心配してゐたところ四、五日前メリー嬢は帰つて來たが、ジヨン君との愛の結晶を宿してゐる上、ガラリト性質が変つて手に負へないので、間瀬さんは涙をふるつて勘當することとし、二十三日千住署へ廃犬届をした。
ところがその夜、メリー嬢、いやメリー夫人、産氣づいて警察の犬小屋で仔犬を三匹生み落し、急にもとの素直さに返つた。間瀬さん「あの凶暴もツワリのためだつたのでせうな」と勘當を許したが、この帰参遅れたらメリー夫人危ふく地獄に勘當されてしまふところだつた。
東京朝日新聞 昭和11年
一件落着めでたしめでたし。ところでジョンはどこ行ったんだ?
現在では保健所の管轄ですが、当時は最寄りの警察署がペットの飼育登録や狂犬病予防注射の窓口でした。これを元に地域の犬籍簿を管理し、畜犬税を徴収し、そこから漏れた未登録のペットは野犬扱いで駆除していたのです。
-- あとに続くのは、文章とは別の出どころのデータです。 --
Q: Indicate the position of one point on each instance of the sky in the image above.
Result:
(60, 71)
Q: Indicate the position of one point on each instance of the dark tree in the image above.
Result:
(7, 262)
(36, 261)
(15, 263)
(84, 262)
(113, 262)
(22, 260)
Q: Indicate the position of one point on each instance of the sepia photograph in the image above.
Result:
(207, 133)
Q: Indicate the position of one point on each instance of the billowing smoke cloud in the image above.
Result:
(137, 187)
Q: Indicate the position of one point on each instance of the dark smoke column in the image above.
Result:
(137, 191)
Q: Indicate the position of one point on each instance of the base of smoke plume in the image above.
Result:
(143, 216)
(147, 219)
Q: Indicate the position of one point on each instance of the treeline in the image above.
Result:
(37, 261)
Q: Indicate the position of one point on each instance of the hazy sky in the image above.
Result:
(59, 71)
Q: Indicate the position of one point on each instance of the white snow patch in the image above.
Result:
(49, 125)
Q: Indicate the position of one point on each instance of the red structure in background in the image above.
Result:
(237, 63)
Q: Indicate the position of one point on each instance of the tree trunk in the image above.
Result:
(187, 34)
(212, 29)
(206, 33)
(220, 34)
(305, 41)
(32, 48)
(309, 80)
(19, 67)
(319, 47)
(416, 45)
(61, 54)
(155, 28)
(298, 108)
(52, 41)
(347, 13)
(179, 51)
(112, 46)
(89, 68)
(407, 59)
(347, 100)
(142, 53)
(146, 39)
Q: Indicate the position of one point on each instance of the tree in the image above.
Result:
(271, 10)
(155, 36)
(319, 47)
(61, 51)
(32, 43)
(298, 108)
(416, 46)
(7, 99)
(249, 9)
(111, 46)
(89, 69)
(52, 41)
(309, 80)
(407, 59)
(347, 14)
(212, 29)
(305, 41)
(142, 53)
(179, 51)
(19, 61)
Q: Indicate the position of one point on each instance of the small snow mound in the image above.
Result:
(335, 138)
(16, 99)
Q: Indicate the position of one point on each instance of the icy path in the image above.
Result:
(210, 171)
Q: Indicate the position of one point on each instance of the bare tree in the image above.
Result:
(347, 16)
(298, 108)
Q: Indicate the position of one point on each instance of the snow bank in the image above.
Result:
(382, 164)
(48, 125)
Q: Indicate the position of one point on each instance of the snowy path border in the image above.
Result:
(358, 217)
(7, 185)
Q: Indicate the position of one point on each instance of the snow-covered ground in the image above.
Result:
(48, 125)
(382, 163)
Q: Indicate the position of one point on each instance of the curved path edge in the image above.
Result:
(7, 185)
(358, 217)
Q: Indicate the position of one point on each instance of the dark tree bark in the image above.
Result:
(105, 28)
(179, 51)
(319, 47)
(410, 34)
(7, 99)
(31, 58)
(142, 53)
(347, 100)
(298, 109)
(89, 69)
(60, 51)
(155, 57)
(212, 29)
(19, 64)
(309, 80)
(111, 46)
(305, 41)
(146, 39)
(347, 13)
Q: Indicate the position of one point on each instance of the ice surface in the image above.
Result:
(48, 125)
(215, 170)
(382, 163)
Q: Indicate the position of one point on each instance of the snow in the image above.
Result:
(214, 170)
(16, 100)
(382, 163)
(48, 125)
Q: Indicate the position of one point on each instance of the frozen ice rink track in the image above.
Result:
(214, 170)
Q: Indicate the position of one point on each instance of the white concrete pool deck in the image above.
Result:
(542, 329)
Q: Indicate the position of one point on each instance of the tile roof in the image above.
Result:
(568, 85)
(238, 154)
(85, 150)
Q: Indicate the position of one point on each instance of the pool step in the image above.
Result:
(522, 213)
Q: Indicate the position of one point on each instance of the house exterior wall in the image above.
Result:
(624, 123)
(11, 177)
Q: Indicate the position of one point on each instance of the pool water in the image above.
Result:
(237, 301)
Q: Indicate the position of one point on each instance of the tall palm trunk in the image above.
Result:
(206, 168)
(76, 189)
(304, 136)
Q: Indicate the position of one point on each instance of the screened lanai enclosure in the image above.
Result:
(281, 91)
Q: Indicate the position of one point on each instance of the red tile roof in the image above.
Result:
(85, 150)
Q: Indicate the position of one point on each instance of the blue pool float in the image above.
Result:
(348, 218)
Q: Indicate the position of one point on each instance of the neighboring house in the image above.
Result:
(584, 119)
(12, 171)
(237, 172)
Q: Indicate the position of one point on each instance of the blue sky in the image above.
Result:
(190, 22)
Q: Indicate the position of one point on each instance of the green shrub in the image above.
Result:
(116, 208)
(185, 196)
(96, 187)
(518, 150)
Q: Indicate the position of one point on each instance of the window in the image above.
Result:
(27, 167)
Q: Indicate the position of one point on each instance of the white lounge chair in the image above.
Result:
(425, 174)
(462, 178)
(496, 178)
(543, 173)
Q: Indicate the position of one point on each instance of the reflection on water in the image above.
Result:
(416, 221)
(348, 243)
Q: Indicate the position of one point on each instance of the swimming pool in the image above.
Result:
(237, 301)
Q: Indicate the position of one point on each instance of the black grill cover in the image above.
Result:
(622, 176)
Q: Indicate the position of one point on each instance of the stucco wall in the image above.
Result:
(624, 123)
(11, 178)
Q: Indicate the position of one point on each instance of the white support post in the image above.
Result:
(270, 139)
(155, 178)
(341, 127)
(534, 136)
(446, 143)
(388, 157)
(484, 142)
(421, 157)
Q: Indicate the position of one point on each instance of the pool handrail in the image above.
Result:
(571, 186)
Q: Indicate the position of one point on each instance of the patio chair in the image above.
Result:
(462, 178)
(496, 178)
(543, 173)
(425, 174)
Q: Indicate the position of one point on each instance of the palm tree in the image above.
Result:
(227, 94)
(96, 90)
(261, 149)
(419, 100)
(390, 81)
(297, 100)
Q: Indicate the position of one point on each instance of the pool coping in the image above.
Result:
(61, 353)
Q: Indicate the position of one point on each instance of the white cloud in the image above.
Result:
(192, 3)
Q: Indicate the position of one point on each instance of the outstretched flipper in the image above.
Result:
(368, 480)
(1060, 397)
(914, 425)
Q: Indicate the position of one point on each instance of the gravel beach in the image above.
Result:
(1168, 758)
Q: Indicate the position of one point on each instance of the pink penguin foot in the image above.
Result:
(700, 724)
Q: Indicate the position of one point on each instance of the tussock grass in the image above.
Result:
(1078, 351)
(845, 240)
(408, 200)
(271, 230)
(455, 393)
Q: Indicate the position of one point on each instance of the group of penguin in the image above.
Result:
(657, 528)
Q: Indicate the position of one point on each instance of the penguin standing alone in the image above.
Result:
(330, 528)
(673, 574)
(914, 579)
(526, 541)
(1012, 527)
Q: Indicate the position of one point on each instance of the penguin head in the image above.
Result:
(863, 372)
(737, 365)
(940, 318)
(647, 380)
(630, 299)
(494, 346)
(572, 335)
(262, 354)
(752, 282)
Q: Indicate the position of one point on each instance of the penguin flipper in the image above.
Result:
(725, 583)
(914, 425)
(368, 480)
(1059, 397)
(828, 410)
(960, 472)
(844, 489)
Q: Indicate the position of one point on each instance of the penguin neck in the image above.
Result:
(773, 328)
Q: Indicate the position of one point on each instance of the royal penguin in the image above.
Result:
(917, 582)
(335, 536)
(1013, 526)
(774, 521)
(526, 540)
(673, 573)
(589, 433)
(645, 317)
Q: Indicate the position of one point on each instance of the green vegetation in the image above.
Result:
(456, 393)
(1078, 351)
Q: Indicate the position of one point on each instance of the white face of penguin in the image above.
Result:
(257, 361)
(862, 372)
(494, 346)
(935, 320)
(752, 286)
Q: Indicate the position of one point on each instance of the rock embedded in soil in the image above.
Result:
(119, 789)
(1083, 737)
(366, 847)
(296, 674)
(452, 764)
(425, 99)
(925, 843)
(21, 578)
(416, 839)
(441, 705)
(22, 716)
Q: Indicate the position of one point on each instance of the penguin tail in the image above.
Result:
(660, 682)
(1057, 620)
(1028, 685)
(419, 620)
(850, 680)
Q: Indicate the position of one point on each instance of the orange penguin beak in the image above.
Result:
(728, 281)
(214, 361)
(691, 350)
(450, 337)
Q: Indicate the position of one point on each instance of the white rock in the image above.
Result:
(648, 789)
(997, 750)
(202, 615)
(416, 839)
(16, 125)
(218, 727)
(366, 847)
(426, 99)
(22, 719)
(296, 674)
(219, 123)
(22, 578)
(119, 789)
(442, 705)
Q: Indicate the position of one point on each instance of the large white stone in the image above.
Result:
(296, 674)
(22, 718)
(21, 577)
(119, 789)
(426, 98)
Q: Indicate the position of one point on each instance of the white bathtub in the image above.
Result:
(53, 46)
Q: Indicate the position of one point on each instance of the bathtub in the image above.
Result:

放し飼いや捨て犬といった飼主のマナー違反が横行し、狂犬病も存在した時代。平時の畜犬行政として当然の措置ではあったのですが、戦時下のペット毛皮供出ではこの登録制度がアダとなってしまいました。
飼育届を出す以上、飼育を止める時は廃犬届を警察に提出します。愛犬が死亡した、行方不明になった、飼いきれなくなったから殺処分してほしい、などという場合に作成する書類です。
内容はどんなものだったのか、大正時代の廃犬届を取り上げてみましょう。
大正2年、愛犬が死亡したので廃犬届を出したケース。記標(鑑札)を紛失したので、そちらも届出ております。
一緒に提出されたドッグタグの紛失届。
宛先は市長名で、提出窓口は警察署となっています。市側が指定する書式などは特に無かった様ですね。
戦前にもこういった飼育届が各道府県市町村別に存在した筈なのですが、公的な書類の割にナカナカ見かけません。当時の地域犬界を知る上で重要なデータなのですが、廃棄されちゃったんだろうなあ。